Application Programming Interfaces (APIs)
Learn how API-based collection differs from scraping, what it's well suited for, and why API access is one of the least stable foundations a data collection plan can be built on.
How this differs from scraping
An API (Application Programming Interface) is a structured, sanctioned channel a platform provides for accessing its data — as opposed to extracting it from rendered web pages. Where scraping takes what's publicly visible and infers structure from a page's HTML, an API hands you already-structured data (a tweet object, a Wikipedia article's wikitext, a government dataset's rows) directly, usually with documentation, authentication, and explicit rate limits.
This makes APIs more reliable to build a pipeline around in the short term: the data is cleaner, the schema is documented, and you're not fighting page-layout changes.
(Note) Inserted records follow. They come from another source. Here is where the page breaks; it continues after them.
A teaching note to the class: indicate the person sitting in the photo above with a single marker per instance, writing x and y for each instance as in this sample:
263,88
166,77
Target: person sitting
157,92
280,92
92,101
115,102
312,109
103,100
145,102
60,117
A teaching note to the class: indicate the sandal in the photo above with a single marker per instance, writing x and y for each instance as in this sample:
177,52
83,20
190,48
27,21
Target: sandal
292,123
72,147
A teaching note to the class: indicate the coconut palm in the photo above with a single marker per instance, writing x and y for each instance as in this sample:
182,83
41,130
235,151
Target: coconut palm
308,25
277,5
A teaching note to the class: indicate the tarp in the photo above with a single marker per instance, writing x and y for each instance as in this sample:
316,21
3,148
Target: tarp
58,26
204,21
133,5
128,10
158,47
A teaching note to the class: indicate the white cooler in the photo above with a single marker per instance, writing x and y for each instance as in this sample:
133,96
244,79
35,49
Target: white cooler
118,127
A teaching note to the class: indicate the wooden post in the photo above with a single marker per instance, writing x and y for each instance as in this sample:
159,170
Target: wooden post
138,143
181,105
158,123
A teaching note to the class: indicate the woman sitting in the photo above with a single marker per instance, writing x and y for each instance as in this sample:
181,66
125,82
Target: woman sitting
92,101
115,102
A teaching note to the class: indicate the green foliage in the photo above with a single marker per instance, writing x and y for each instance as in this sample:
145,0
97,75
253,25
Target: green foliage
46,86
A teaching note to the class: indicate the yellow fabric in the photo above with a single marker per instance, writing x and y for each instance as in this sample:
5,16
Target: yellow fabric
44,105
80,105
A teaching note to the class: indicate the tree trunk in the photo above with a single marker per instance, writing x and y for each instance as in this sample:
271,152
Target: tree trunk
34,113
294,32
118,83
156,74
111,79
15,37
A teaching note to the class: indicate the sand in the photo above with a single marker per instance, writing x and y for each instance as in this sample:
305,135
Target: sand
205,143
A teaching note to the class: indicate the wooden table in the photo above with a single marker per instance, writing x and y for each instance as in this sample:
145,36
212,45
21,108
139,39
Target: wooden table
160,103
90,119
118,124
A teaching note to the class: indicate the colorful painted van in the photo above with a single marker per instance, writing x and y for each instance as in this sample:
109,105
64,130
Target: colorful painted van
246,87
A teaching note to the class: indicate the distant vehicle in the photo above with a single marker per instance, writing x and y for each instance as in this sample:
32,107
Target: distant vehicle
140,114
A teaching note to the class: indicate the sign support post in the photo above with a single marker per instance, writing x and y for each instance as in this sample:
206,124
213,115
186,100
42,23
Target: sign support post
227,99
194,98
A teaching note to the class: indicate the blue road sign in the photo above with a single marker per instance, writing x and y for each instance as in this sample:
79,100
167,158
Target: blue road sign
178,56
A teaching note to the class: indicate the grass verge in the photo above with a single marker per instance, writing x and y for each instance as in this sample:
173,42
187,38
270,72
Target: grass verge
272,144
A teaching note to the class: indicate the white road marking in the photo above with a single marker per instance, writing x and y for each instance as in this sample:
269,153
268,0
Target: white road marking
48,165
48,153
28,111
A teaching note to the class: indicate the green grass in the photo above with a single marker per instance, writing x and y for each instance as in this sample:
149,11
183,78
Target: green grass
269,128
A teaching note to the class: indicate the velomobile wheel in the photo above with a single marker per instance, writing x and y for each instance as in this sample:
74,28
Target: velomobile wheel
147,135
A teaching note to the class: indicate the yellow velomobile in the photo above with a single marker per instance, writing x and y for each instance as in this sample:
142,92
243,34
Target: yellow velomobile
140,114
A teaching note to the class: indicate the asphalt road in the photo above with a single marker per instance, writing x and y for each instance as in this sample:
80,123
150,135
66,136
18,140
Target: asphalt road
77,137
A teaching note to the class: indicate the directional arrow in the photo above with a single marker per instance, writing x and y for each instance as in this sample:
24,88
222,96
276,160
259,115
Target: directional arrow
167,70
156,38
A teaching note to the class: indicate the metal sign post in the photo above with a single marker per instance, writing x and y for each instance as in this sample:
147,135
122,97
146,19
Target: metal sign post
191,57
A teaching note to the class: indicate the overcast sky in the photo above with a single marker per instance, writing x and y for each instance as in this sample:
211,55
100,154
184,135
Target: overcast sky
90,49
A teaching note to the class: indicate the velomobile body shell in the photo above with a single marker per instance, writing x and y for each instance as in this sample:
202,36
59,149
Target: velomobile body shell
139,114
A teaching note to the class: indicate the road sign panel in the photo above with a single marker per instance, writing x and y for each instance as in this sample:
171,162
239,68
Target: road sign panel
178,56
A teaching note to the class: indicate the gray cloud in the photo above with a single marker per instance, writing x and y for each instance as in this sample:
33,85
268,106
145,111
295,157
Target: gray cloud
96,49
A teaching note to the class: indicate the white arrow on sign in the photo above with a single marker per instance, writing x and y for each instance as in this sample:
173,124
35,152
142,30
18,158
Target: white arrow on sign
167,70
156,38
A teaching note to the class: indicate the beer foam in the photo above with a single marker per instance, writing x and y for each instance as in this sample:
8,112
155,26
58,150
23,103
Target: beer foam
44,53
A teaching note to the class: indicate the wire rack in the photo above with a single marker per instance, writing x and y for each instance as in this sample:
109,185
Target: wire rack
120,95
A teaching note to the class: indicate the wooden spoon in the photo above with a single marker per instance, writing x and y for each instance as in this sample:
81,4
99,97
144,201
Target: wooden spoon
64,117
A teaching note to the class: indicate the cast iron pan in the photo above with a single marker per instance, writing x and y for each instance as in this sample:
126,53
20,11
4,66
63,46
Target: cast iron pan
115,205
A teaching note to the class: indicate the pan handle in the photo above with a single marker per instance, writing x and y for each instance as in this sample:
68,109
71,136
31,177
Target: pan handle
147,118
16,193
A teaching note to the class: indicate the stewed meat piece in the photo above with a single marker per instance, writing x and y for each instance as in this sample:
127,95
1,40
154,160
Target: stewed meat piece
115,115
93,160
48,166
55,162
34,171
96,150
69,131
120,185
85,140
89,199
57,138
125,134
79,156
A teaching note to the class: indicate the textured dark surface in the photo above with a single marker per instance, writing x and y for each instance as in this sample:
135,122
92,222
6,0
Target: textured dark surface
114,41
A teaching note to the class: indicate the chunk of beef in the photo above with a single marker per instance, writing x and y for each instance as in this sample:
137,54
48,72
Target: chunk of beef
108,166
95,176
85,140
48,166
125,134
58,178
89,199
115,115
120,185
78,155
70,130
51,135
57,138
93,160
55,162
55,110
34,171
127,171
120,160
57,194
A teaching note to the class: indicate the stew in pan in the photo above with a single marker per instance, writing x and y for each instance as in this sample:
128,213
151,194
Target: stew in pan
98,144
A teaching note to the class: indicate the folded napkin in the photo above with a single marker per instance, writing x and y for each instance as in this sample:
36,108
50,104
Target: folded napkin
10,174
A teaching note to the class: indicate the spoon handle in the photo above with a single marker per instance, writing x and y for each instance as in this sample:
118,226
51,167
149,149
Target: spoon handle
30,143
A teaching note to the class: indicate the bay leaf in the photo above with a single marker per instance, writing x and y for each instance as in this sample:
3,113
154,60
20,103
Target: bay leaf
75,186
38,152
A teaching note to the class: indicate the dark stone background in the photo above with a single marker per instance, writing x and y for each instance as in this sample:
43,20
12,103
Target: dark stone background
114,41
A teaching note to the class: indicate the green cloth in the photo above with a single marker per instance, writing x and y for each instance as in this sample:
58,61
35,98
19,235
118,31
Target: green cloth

It does not make them more reliable in the long term, for reasons worth taking seriously before you commit a project's collection plan to one.
A cautionary, very real example
AfriSenti, the sentiment dataset behind SemEval-2023's first Afrocentric shared task, was built on more than 110,000 tweets across 14 African languages, gathered through Twitter's then-free API access for academic research (Muhammad et al., 2023). That access model no longer exists. In 2023, Twitter (now X) ended free academic API access and introduced paid tiers, with enterprise-level access priced at tens of thousands of dollars per month — far beyond what most academic projects can pay (Brown et al., 2024). A project planned today that assumed it could reproduce AfriSenti's collection process, on the same terms, simply could not.
This isn't a story about one platform behaving badly. It's the generic risk of any API: it's a privilege the platform grants, not a right you hold, and it can be repriced, restricted, or revoked with little notice, for reasons that have nothing to do with you or your research. Plan accordingly.